Adhy menyebut, usai perubahan APBD ditetapkan, dana di bank tersebut segera dicairkan untuk operasional pemerintahan dan pembangunan.
"Ada yang untuk pekerjaan kontraktual berupa belanja barang dan jasa, belanja modal dan fisik, pencairan menunggu pekerjaan selesai di Triwulan IV. Kemudian untuk belanja pegawai dan belanja rutin yang harus teralokasikan 12 bulan dan realisasinya per bulan," bebernya.
"Kemudian untuk belanja Bantuan Tak Terduga (BTT) yang sifatnya on call jika ada kebutuhan darurat bencana," tambahnya.
Adhy mengatakan, untuk provinsi Jatim dengan Produk Domestik Regional Bruto (PDRB) mencapai Rp 3,200 triliun, maka uang persediaan sebesar Rp 1,6 triliun di giro untuk menjaga cashflow APBD 2025 sebesar Rp 30 triliun menurutnya sangat rasional dan kecil.
Hal itu, karena untuk memenuhi belanja pegawai 3 bulan saja memerlukan anggaran Rp1,8 triliun, belum untuk membayar tagihan belanja program-program prioritas seperti Bansos Program Keluarga Harapan (PKH) Plus, Biaya Penunjang Operasional Penyelenggaraan Pendidikan (BPOPP) triwulan IV, Penerima Bantuan Iuran Jaminan Kesehatan (PBI JKN) dan lain-lain.
"Di samping tentunya cashflow ini akan ditunjang dengan pemasukan dari pendapatan asli daerah berupa pajak dan retribusi yang terus berjalan setiap hari," ujarnya.
Dalam kesempatan itu, pihaknya juga menjelaskan upaya yang dilakukan pemerintah daerah untuk mempercepat realisasi anggaran pada akhir tahun.

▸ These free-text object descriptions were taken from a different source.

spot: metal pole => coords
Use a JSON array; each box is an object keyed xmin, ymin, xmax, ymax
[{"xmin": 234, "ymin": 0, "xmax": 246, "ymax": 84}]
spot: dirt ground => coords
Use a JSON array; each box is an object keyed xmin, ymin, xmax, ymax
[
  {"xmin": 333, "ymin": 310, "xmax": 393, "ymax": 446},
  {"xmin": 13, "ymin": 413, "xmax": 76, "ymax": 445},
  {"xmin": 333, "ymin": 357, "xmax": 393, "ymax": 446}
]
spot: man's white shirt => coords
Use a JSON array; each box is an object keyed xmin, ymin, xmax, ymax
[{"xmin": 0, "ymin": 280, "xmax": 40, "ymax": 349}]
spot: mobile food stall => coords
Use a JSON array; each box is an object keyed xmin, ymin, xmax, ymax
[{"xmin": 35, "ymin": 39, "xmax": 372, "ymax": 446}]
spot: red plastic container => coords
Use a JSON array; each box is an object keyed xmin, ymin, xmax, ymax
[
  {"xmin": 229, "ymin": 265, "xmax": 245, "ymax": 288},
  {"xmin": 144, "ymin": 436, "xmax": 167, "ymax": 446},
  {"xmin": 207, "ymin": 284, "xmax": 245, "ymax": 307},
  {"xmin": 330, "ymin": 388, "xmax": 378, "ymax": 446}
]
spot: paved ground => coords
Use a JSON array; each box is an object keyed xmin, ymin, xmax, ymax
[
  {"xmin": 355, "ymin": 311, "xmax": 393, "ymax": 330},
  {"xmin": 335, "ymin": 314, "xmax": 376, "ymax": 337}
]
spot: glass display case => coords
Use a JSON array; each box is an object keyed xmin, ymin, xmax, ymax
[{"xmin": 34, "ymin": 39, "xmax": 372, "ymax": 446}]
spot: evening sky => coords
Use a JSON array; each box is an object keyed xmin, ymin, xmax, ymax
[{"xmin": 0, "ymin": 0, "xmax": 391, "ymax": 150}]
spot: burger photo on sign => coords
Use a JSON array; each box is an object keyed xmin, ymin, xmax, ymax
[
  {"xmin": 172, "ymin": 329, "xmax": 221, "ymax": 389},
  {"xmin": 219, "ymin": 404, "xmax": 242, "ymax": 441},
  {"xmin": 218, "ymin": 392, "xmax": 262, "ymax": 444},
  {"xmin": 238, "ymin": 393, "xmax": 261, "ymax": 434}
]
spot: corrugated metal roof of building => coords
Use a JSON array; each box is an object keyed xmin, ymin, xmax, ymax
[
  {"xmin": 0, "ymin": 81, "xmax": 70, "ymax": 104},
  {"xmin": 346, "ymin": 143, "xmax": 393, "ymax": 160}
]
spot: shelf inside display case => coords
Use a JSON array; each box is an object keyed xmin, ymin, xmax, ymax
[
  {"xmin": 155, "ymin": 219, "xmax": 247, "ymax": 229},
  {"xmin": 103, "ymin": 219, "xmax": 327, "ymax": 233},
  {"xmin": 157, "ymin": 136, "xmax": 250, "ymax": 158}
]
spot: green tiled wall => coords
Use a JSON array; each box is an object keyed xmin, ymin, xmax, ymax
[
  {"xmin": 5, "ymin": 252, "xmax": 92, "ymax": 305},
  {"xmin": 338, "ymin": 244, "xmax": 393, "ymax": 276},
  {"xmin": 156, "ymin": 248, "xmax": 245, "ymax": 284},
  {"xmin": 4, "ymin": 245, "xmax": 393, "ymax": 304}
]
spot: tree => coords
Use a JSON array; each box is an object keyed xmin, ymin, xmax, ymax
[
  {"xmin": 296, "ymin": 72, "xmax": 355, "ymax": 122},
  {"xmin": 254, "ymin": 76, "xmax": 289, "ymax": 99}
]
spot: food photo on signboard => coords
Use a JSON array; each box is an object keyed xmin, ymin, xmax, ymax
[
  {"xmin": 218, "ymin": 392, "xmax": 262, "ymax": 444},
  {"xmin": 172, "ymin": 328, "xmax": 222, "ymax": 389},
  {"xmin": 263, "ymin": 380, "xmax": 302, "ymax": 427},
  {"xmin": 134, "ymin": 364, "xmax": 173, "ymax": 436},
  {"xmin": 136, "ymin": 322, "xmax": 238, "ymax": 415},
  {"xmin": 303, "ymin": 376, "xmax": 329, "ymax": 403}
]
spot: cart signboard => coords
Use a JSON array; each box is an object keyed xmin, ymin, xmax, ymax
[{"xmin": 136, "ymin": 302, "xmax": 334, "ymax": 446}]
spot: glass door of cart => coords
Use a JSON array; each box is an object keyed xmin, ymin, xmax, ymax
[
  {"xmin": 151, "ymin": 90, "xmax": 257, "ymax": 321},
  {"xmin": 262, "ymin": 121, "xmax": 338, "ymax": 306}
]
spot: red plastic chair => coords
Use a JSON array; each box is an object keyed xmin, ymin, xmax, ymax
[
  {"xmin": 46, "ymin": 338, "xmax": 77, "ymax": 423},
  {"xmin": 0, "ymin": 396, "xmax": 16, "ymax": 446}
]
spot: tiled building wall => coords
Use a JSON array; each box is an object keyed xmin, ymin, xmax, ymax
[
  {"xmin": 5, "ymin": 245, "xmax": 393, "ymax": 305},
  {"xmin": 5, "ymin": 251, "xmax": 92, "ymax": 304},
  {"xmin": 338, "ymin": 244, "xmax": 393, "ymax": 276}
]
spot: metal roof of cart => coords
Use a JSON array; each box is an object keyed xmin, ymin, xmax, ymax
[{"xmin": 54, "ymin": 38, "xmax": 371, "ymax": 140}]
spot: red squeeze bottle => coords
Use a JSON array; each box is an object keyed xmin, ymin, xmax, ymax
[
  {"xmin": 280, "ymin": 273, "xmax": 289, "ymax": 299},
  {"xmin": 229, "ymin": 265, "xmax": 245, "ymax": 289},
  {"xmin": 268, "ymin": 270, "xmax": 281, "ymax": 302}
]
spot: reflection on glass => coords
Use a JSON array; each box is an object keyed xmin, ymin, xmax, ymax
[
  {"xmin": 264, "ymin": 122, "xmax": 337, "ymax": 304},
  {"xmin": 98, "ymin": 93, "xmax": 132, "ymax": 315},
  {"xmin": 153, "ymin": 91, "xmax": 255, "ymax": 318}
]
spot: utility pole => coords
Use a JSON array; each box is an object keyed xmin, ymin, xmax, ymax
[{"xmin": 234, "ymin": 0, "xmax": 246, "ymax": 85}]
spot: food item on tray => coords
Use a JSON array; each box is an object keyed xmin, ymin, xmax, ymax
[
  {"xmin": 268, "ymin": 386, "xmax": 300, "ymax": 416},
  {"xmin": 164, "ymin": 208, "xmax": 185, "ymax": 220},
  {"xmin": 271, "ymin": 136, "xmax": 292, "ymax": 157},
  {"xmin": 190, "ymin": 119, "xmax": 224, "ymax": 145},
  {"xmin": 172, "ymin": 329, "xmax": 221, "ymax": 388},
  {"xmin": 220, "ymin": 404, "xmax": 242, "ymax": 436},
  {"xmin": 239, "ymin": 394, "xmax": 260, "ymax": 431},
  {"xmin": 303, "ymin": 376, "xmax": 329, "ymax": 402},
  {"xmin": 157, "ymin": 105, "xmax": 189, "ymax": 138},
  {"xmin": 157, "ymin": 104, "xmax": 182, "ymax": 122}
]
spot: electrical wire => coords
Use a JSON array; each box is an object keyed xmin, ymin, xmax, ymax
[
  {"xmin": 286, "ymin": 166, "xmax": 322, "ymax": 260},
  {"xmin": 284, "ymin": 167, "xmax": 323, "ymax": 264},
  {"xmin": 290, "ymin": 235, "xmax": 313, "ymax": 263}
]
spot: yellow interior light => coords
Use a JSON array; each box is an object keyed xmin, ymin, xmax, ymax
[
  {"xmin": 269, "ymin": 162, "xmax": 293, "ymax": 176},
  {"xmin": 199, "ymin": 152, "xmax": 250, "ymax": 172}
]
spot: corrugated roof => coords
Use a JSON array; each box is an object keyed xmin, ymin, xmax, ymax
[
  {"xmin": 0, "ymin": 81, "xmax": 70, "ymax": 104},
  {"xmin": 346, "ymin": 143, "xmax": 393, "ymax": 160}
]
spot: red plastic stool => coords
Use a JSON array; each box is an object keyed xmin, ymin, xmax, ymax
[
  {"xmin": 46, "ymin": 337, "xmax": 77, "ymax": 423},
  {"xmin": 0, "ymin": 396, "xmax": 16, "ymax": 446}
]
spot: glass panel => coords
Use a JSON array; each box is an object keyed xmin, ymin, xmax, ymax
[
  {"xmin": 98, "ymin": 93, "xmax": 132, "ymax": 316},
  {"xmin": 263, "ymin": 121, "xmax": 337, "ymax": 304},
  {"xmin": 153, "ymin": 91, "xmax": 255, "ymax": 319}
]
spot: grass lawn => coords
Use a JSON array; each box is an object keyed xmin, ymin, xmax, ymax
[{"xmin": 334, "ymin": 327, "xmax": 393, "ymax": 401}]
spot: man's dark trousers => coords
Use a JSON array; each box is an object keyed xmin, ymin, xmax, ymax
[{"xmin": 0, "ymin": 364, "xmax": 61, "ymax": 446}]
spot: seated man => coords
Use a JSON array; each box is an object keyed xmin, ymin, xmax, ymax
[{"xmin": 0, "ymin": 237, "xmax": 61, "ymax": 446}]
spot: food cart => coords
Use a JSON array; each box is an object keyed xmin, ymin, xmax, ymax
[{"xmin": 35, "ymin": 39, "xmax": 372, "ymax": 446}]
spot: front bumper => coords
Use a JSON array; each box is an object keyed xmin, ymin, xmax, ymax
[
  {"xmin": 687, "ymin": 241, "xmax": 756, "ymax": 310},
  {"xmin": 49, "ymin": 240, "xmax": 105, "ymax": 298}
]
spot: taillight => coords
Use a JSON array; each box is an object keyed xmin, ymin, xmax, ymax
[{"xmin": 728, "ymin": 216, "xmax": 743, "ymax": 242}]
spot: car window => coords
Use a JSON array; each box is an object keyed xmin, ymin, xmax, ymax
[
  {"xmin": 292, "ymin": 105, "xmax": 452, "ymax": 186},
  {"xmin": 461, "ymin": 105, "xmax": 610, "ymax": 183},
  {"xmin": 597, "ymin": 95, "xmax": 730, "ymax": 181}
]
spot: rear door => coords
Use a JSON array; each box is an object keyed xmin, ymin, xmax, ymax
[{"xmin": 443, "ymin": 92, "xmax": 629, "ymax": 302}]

Ia menjabarkan, berdasarkan data dari laporan Ditjen Keuangan Daerah Kemendagri atas rekapitulasi realiasasi belanja 38 Provinsi per tanggal 17 Oktober 2025, realisasi belanja APBD provinsi Jatim sebesar 65,11 persen, dan merupakan peringkat tertinggi kedua.
"Artinya secara kinerja, anggaran provinsi Jatim sudah sangat cepat," terangnya.
Sebagai antisipasi percepatan penyerapan di akhir tahun, ia mengatakan bahwa masing-masing pelaksana program sudah melakukan proses persiapan adminitrasi yang dibutuhkan, sehingga ketika anggaran siap, bisa langsung digunakan.
Ia mengatakan, ke depan kiranya juga perlu perubahan terkait sistem perencanaan dan penganggaran APBD yang lebih cepat, menyesuaikan dengan kebutuhan percepatan belanja pemerintah daerah.
"Khusus dana transfer dari pusat kiranya dapat diperoleh data yang akurat di awal proses penyusunan postur anggaran APBD di tahun sebelumnya," tandasnya.
Data Kemenkeu, ada sebanyak 15 pemerintah daerah (Pemda) yang memiliki simpanan dana tertinggi di perbankan dengan total mencapai ratusan triliun rupiah, termasuk Pemprov Jatim dan Pemkab Bojonegoro.